I find myself on another train. This time, returning from Bristol where the ‘Engage’ conference – run by the National Co-ordinating Centre for Public Engagement (NCCPE) is being held. In a nutshell NCCPE brings together the university sector.
I was taking part in a morning workshop about what we have learnt from two decades of public engagement in health research. Each of the presenters was asked to speak for five minutes and set 2 or 3 provocative questions. Mine were as follows:
1. Should all research awards – no matter what discipline – be contingent on public involvement being a core component of the work to be done?

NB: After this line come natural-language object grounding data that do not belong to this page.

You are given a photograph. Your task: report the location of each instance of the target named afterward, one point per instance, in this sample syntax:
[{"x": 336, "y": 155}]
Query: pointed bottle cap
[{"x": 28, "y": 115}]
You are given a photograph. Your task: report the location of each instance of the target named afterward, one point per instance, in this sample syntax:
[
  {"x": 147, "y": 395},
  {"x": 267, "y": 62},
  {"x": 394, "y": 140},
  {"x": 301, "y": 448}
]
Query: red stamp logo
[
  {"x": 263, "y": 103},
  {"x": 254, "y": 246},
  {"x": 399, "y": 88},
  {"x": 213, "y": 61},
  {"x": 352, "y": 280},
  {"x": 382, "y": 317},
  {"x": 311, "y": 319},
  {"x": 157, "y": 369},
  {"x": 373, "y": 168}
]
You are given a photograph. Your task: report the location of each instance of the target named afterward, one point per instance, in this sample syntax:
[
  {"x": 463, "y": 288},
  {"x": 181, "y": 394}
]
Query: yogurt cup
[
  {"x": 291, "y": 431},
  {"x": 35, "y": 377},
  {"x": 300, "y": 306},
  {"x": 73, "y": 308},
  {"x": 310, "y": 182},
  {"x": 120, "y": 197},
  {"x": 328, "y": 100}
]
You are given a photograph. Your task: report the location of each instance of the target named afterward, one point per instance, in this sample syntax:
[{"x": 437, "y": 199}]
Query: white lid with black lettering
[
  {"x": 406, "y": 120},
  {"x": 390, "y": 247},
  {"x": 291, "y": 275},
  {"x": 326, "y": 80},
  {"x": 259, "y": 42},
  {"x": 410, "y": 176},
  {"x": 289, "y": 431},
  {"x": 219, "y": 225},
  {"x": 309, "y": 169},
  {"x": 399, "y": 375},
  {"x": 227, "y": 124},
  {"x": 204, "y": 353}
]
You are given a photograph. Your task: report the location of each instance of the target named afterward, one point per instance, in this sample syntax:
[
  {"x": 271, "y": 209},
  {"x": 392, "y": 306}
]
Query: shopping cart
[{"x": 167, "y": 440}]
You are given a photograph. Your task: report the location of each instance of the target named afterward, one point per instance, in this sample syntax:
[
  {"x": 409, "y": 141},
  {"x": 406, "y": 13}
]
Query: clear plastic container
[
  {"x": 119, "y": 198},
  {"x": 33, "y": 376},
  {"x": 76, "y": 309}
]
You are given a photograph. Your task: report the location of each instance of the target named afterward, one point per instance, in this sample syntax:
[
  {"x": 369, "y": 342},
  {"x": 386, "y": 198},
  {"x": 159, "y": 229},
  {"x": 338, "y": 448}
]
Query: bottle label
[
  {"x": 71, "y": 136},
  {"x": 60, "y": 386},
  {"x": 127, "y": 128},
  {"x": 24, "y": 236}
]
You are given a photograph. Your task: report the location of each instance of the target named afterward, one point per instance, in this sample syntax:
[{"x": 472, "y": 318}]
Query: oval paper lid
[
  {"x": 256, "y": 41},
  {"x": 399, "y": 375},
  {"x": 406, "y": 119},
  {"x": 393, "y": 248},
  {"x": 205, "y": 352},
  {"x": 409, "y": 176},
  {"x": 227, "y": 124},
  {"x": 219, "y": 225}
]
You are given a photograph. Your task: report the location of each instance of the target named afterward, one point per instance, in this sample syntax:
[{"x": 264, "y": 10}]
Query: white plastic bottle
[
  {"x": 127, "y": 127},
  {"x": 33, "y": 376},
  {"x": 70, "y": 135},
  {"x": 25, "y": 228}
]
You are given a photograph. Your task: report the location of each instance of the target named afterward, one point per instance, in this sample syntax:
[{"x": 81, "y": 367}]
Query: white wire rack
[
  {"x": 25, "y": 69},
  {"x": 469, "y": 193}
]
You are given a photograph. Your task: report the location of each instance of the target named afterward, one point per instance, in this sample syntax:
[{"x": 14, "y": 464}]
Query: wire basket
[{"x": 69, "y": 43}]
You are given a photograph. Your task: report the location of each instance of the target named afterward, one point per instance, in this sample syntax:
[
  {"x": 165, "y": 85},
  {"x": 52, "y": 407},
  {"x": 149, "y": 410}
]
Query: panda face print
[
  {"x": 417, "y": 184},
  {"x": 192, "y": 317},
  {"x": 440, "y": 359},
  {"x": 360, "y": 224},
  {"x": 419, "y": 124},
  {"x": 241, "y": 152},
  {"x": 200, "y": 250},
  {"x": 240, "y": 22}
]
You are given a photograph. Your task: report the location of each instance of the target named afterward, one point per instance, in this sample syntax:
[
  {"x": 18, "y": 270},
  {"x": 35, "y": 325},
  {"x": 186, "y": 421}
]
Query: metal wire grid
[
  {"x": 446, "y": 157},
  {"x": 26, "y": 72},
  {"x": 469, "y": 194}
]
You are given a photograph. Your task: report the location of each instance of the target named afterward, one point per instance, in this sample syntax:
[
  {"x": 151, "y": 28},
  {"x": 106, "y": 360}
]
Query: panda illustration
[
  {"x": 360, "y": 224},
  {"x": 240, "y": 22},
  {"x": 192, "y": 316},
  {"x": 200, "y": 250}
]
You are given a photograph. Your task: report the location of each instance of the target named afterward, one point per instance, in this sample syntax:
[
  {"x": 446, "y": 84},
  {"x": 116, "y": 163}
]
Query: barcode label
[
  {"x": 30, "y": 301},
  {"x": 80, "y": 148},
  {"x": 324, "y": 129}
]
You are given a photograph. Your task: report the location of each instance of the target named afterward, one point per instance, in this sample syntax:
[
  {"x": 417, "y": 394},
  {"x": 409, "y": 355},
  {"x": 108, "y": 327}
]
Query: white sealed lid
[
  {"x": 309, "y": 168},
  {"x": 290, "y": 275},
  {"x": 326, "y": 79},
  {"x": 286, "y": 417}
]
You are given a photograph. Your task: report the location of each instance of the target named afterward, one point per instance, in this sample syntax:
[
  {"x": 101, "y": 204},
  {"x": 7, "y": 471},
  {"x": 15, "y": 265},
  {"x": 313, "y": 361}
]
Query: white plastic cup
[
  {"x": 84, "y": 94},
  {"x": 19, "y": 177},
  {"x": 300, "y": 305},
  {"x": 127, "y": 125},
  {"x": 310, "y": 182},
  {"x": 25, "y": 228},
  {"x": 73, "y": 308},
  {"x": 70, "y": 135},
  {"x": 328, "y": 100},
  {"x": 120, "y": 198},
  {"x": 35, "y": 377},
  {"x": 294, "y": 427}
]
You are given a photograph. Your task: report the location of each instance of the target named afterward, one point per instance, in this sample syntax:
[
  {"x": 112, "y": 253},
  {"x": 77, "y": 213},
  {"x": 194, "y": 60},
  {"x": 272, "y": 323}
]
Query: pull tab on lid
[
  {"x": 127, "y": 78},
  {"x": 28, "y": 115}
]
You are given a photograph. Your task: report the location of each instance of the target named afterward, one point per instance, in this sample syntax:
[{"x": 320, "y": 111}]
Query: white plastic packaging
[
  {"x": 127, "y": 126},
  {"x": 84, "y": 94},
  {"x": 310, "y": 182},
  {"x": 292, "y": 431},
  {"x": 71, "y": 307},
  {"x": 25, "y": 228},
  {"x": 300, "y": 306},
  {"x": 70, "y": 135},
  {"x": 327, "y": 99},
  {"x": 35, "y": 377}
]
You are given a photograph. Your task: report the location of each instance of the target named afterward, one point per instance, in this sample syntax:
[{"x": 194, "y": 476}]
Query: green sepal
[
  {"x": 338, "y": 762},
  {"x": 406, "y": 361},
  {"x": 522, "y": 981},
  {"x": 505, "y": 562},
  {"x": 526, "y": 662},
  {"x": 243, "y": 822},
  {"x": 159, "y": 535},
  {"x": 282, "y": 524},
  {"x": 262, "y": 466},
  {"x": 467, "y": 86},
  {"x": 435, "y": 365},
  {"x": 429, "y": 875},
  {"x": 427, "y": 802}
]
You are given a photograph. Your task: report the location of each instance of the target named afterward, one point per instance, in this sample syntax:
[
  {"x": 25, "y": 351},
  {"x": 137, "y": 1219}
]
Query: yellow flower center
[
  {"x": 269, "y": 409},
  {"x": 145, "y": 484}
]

2. Do your leaders get it? Many senior researchers talk a lot about things like encouraging science literacy. But this feels more like the language of 19th Century missionaries before departing to spread the Christian faith in Africa and not fit for our times. Is it even a realistic goal given adult literacy levels. Sorry, that’s a bit of a tangent.
3. Do we really trust the public? For arguments sake I asked people to plot where ‘public engagement’ is against the timeline for universal suffrage.
The Great Reform Act of 1832 giving the vote to the urban middle-classes?
The Second or Third Reform Acts of 1867 or 1884 extending the vote to the urban male working class and then rural male working class respectively.
The Representation of the People Act in 1918 giving the vote to men over 21 and women over 30.
Or 1928 when all those over 21 received the vote or even 1969 when it was finally extended to 18 year olds.
I suggested that perhaps we had only just passed 1832 with public engagement a predominantly middle-class activity in terms of the doers and ‘done to.’ And some years of mass participation. But you may wish to differ.
If none of that seems controversial I apologise for failing you. But i hope that I have reminded you of some key dates in history at the very least.
1642 – The Putney Debates: “It is not that the voice should necessarily have power but that it should be heard.”